EurActiv.de: Benötigt man nach der Schwarzmeer- und der Mittelmeerstrategie auch eine Ostseestrategie?

WEIDENFELD:
Ich empfehle, solche strategischen Elemente zu forcieren. Die europäische Integration ist seit geraumer Zeit strategisch unterbelichtet. Da verliert man sich in sehr viel komplexem Alltagsmanagement, statt perspektivisches Strategiemanagement zu pflegen. Aber es gibt Schritte, die immerhin der Versuch eines Ansatzes zu einer Strategie sind. Dazu gehören die Mittelmeerunion, die Östliche Nachbarschaft, dazu würde auch die Ostseestrategie gehören.

Die Außenpolitik der EU braucht solche strategische Abfederungen und muss auch strategische Partnerschaften aufbauen und pflegen wie EU – China, EU - Indien, EU – Russland, EU – Brasilien, EU - Arabischer Raum usw. Das wäre eine Komplettierung für weltpolitische Mitverantwportung. Das ist mehr, als immer nur auszurufen: Soll ein Land Mitglied werden oder nicht?

EurActiv.de: Womit hat die EU unter der neuen US-Administration zu rechnen?

WEIDENFELD:
Stärker zu weltpolitischer Mitverantwortung herangezogen zu werden. Die Amerikaner stecken ja genau in diesem Erfahrungshorizont, dass sie einerseits führende Weltmacht sind, andererseits aber nicht die ganze Welt allein organisieren und ausgestalten können, sondern dass sie dazu strategische Partner brauchen. Ein Spitzenpartner für die Amerikaner ist der europäische Partner. Und wenn die Amerikaner Europa brauchen, dann ist aus ihrer Sicht Deutschland eine sehr wichtige Macht, die sie dafür heranziehen.

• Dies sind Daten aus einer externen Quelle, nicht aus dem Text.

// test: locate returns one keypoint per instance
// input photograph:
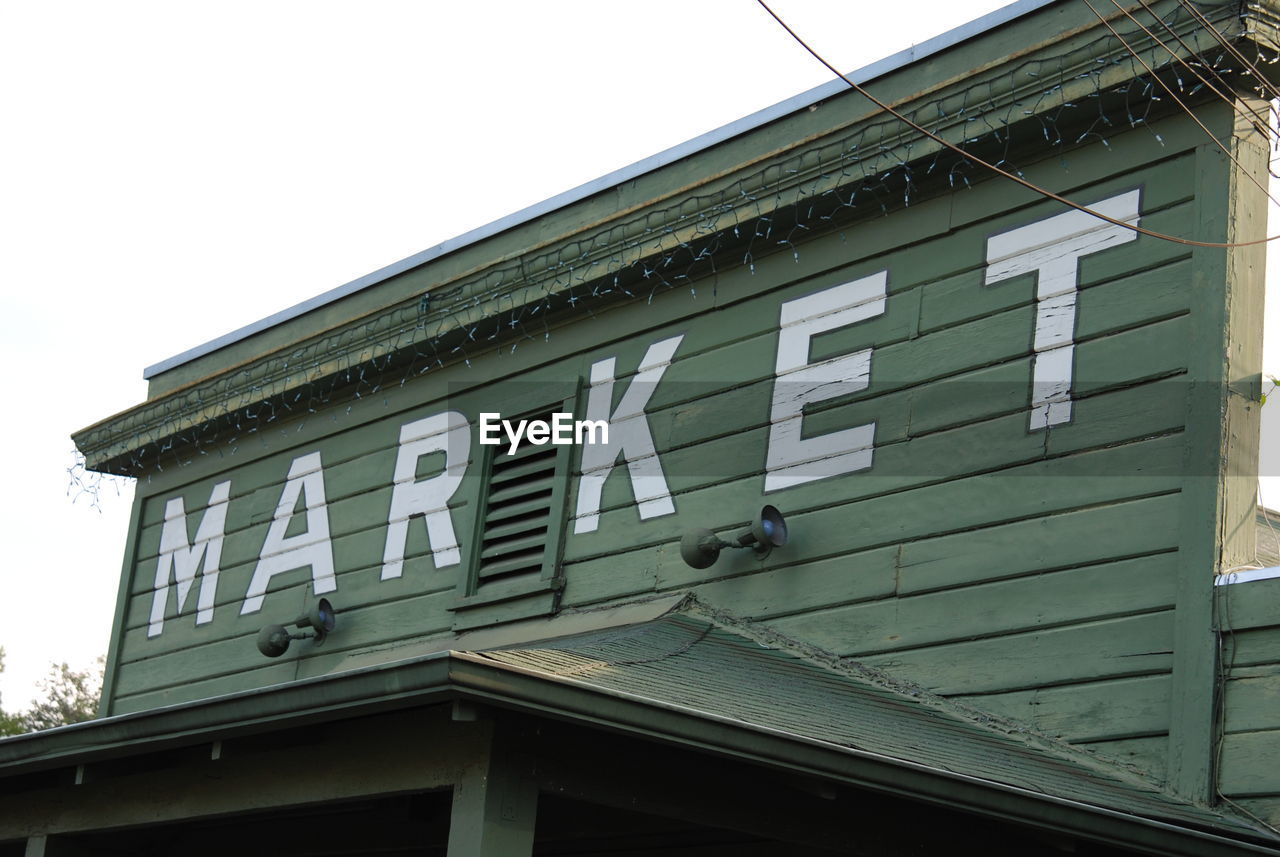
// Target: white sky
(170, 172)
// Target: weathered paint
(995, 429)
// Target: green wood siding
(1057, 576)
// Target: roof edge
(758, 119)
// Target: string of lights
(1001, 172)
(1041, 106)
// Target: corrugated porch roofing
(700, 679)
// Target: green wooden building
(979, 468)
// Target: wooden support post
(496, 805)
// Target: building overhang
(624, 679)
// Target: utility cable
(997, 170)
(1174, 95)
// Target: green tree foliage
(69, 696)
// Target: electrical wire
(1230, 49)
(1170, 91)
(997, 170)
(1261, 124)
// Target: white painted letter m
(182, 559)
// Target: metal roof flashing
(650, 164)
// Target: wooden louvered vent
(517, 514)
(512, 572)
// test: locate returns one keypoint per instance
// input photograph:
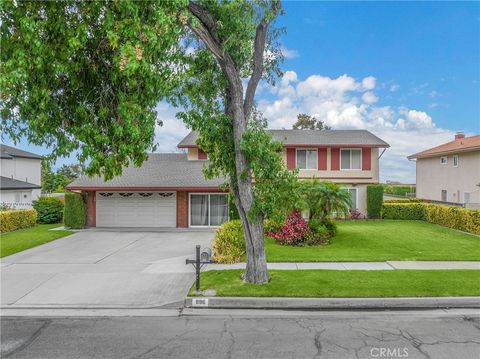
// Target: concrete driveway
(103, 268)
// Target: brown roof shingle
(458, 145)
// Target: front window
(307, 159)
(350, 159)
(208, 209)
(455, 161)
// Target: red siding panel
(182, 209)
(201, 155)
(366, 159)
(291, 160)
(335, 154)
(322, 159)
(91, 208)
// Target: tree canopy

EurActiv.de: Ist Europa schon so weit?

WEIDENFELD:
Nein, aber es ist auf dem Weg dazu. Die Europäer wissen, dass sie nur mit weltpolitischer Mitverantwortung ihr eigenes Schicksal positiv für die Zukunft ausrichten können. Das muss sich aber entwickeln. Das geht nicht über Nacht. Dafür braucht Europa die Zusammenarbeit der strategischen Schlüsselfiguren, daraus muss sich ein Stück Konsens ergeben, daraus muss sich eine gemeinsame Art von Interessenshierarchie ergeben, und damit kann man im Alltag Politik machen. Das ist der Aufbau einer EU als Strategiegemeinschaft. Das ist eine ernsthafte, große Aufgabe.

EurActiv.de: Wie lautet Ihr Urteil über die tschechische EU-Präsidentschaft und was erwarten Sie von der schwedischen?

WEIDENFELD: Die Präsidentschaft Tschechiens ist für den ersten Teil besser abgelaufen, als viele vorher erwartet haben. Sie ist dann in eine unnatürliche Schwächung hineingeraten durch den Regierungswechsel. Für Schweden gibt es Erwartungen etwa zum Stockholm-Programm und Migration, ein großes Thema. Auch die Ostseepartnerschaft. Ansonsten erwartet man, dass die Schweden das alltägliche Handwerkszeug gut erledigen.